Arbitrarily Using Keyword Arguments

If the format in your example.csv is too complex and AutoSaver failed to inspect that, you can also pass a pandas.Series or pandas.DataFrame to the save method, and arbitrarily assign arguments to use its to_csv method.

It is true that this is not very meaningful, comparing with directly calling DataFrame.to_csv, except that it gives you the access to our “memo” feature, and only have to set the parameters once while saving multiple results.

For example:

>>> df = pd.DataFrame({
...     "ix":[1,2,3],
...     "pred":[0.1,0.2,0.3]
... })

>>> ac = AutoSaver(save_dir="somedir", index=False)
>>> ac.save(df, "result1.csv")

This is equivalent to:

>>> df.to_csv("somedir/result1.csv", index=False)

You can also add more arguments when calling save:

>>> ac.save(df, "result2.csv", header=True)

Both the keyword arguments assigned when initializing and when calling save will be applied, which is equivalent to:

>>> df.to_csv("somedir/result2.csv", index=True, header=True)

When you use arbitrary arguments, you cannot use the example_path feature. They contradicts each other.

DataReader, Raw Data Management

If you want to read the dataset multiple times or across modules, it can be boring to copy-paste your pd.read_csv() statement. DataReader is a dataset manager which allows you to set the reading parameter only once, and get the dataset anytime after without more effort.

class Lutil.dataIO.DataReader(train_path=None, test_path=None, val_path=None, _id="default", read_func=None, **read_kwargs)
Parameters:
  • train_path (str) – Optional, path to the train set
  • test_path (str) – Optional, path to the test set
  • val_path (str) – Optional, path to the validation set
  • _id (str) – Optional, identifier for multiple datasets
  • read_func (callable) – Optional, function used for reading data, default pd.read_csv
  • read_kwargs – Other keyword arguments for applying to the read_func
DataReader.train(self)

Returns the train set.

DataReader.test(self)

Returns the test set.

DataReader.val(self)

Returns the validation set.

Basic Examples

By default, pandas.read_csv will be used to read csv datasets, whose path are assigned when initializing the DataReader object. You can also assign the parameters for read_csv when initializing.

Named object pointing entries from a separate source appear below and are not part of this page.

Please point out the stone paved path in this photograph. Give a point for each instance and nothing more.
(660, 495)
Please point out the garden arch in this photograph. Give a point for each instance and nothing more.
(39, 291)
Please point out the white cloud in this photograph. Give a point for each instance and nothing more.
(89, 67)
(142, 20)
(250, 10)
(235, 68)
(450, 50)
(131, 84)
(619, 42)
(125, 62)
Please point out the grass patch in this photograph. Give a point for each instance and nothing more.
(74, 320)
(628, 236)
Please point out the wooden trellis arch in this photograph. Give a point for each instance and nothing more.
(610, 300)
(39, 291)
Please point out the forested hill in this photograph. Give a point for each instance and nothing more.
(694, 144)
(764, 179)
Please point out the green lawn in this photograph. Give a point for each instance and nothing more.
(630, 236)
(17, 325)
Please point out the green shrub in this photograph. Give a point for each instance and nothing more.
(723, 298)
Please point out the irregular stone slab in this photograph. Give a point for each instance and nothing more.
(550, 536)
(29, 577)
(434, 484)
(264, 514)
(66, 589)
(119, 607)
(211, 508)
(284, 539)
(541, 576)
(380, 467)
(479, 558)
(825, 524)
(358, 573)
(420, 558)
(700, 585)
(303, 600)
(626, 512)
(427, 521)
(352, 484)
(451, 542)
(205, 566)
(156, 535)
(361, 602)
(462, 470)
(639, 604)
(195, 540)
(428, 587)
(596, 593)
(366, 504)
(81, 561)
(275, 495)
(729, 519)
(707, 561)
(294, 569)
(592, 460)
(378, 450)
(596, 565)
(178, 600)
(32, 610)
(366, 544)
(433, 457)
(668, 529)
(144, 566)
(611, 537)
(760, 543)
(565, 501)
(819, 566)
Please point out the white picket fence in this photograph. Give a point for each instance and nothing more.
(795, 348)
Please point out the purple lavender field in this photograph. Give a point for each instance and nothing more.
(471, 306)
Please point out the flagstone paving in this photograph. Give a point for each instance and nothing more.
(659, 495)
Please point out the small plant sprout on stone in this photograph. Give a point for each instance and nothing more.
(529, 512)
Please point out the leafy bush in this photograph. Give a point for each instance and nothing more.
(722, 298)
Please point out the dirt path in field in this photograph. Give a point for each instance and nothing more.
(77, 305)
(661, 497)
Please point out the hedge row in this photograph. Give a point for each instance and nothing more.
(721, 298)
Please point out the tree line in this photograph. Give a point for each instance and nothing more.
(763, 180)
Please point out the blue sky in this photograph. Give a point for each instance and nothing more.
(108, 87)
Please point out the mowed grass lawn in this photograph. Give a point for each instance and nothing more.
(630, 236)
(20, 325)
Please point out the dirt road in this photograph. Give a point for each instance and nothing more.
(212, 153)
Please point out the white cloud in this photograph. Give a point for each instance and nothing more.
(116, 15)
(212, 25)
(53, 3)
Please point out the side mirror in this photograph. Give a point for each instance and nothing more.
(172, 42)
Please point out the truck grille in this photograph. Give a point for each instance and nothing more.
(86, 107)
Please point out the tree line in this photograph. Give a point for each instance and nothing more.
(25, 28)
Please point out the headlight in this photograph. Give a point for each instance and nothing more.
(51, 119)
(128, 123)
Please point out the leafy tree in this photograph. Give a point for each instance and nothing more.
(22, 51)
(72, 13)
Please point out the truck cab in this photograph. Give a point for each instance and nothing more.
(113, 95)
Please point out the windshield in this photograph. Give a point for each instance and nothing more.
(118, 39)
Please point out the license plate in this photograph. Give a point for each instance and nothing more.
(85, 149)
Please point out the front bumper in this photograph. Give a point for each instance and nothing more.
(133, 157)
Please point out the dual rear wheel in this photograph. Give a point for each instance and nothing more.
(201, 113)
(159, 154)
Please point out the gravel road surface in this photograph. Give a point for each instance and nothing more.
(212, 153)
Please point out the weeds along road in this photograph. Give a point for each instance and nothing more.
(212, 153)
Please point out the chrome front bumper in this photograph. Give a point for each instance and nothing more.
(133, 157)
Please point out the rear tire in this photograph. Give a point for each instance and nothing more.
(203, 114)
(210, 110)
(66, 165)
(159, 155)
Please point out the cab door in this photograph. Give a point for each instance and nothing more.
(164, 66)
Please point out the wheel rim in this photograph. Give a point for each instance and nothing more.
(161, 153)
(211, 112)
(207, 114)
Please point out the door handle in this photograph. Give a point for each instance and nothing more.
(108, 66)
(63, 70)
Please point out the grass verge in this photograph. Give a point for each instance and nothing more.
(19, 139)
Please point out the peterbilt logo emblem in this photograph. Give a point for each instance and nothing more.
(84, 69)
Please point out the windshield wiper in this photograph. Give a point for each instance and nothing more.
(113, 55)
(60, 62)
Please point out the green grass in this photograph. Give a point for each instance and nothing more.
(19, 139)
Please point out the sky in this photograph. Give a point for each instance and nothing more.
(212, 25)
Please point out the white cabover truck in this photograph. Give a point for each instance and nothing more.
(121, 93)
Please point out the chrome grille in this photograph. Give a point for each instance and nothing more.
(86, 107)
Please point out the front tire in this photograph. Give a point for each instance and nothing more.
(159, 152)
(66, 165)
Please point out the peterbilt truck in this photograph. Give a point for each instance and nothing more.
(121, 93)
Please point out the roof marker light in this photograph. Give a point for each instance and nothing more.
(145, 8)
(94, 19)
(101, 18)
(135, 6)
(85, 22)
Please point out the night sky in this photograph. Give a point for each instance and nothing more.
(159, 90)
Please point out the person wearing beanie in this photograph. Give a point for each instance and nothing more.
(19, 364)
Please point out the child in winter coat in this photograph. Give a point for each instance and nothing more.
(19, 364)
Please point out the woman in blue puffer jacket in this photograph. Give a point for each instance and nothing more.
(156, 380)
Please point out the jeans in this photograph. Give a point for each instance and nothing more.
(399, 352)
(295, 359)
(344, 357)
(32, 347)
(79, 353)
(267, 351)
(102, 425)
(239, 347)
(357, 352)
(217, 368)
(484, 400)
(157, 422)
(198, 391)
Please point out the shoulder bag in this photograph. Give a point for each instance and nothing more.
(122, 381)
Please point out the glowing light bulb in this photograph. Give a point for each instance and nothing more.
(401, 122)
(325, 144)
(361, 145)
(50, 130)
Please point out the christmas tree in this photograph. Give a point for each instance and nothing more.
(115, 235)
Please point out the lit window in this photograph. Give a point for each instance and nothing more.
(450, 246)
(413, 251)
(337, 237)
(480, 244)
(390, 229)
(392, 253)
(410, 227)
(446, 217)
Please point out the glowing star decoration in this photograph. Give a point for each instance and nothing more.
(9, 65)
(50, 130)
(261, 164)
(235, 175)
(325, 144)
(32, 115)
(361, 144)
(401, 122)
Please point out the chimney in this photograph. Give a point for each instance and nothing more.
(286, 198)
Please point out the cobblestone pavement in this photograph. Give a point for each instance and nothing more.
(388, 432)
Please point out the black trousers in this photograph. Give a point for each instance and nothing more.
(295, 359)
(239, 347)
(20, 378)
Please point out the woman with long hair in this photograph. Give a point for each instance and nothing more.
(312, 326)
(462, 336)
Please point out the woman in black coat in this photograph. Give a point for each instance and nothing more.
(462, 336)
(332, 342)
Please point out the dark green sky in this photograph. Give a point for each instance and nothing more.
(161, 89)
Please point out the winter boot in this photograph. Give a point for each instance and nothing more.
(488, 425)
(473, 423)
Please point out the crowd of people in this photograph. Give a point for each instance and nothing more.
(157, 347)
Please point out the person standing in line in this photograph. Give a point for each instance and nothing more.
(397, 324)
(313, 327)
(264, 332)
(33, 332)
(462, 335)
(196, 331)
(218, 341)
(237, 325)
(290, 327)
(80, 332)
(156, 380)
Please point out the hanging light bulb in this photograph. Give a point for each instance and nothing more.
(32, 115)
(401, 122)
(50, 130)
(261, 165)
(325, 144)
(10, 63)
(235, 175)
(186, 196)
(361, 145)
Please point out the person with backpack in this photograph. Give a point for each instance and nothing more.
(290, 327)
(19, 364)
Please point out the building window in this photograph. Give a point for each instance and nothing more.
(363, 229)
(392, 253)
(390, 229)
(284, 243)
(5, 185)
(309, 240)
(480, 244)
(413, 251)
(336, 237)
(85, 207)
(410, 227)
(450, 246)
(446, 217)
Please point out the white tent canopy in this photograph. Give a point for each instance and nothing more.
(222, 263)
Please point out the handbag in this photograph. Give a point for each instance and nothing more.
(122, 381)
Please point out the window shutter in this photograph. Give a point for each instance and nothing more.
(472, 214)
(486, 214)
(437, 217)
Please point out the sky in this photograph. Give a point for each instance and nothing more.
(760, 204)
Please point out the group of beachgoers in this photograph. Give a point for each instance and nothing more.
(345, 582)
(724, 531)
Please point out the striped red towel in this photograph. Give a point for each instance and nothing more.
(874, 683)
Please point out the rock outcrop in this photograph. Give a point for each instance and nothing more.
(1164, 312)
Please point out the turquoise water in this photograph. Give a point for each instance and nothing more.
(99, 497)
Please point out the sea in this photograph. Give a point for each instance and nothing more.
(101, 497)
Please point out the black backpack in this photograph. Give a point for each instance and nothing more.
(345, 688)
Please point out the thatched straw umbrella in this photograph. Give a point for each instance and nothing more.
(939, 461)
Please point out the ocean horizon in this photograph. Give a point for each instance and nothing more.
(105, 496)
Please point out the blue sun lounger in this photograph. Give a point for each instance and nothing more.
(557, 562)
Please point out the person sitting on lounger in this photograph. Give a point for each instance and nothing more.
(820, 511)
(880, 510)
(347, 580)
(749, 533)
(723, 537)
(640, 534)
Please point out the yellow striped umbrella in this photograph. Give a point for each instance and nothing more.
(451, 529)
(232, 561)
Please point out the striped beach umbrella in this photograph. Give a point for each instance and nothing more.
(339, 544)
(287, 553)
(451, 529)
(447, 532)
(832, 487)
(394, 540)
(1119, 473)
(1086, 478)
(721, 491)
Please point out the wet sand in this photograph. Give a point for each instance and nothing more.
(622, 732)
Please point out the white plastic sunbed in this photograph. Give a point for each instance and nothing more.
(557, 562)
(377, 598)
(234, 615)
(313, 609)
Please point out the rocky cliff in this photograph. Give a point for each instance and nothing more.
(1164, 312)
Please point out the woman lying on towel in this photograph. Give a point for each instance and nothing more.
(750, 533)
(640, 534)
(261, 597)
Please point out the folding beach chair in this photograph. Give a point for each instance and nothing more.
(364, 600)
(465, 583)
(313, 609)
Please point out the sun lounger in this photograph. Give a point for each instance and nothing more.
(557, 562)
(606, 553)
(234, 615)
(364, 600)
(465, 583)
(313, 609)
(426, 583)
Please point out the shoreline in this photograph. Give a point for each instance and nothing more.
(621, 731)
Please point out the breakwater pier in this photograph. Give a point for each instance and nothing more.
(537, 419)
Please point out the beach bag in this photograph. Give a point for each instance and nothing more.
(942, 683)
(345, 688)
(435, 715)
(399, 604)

>>> from Lutil.dataIO import DataReader

>>> reader = DataReader("path/to/train.csv",
...                     "path/to/test.csv",
...                     "path/to/val.csv", index_col=1)

>>> train = reader.train()

This is equivalent to:

>>> train = pd.read_csv("path/to/train.csv", index_col=1)

Likewise, you can also call

>>> test = reader.test()
>>> val = reader.val()

which are equivalent to:

>>> test = pd.read_csv("path/to/test.csv", index_col=1)
>>> val = pd.read_csv("path/to/val.csv", index_col=1)

Ever since you have initialized one instance, you can completely forget about the object and all parameter configurations. In the same runtime, even in other files, this will be able to retrieve the train set as before.

>>> DataReader().train()

It is the same for the test set and the validation set.

Accessing Multiple Datasets

Most small-scale machine learning tasks only have one dataset, which is our basic usage. However, if you want to access multiple datasets, you can assign the _id parameter. This will work accross files as well.

>>> DataReader("path/to/train_1.csv", _id="1", index_col=1)
>>> DataReader("path/to/train_2.csv", _id="2", nrows=500)

>>> train_1 = DataReader(_id="1").train()
>>> # Equivalent to
>>> train_1 = pd.read_csv("path/to/train_1.csv", index_col=1)

>>> train_2 = DataReader(_id="2").train()
>>> # Equivalent to
>>> train_2 = pd.read_csv("path/to/train_2.csv", nrows=500)

Using other Reading Function

If the data source is not a csv file, and you want to read them with other functions, you can pass a callable to the read_func parameter.

>>> import pandas as pd
>>> reader = DataReader("path/to/train.json", read_func=pd.read_json)
>>> train = reader.train()

This is equivalent to:

>>> train = pd.read_json("path/to/train.json")

Applying other keyword parameter is the same as before, pass them when initializing the DataReader object and it will be passed when actually calling the read_func.

As you see, this will only work if the dataset is stored in one file, and the read_func take the path as the first parameter.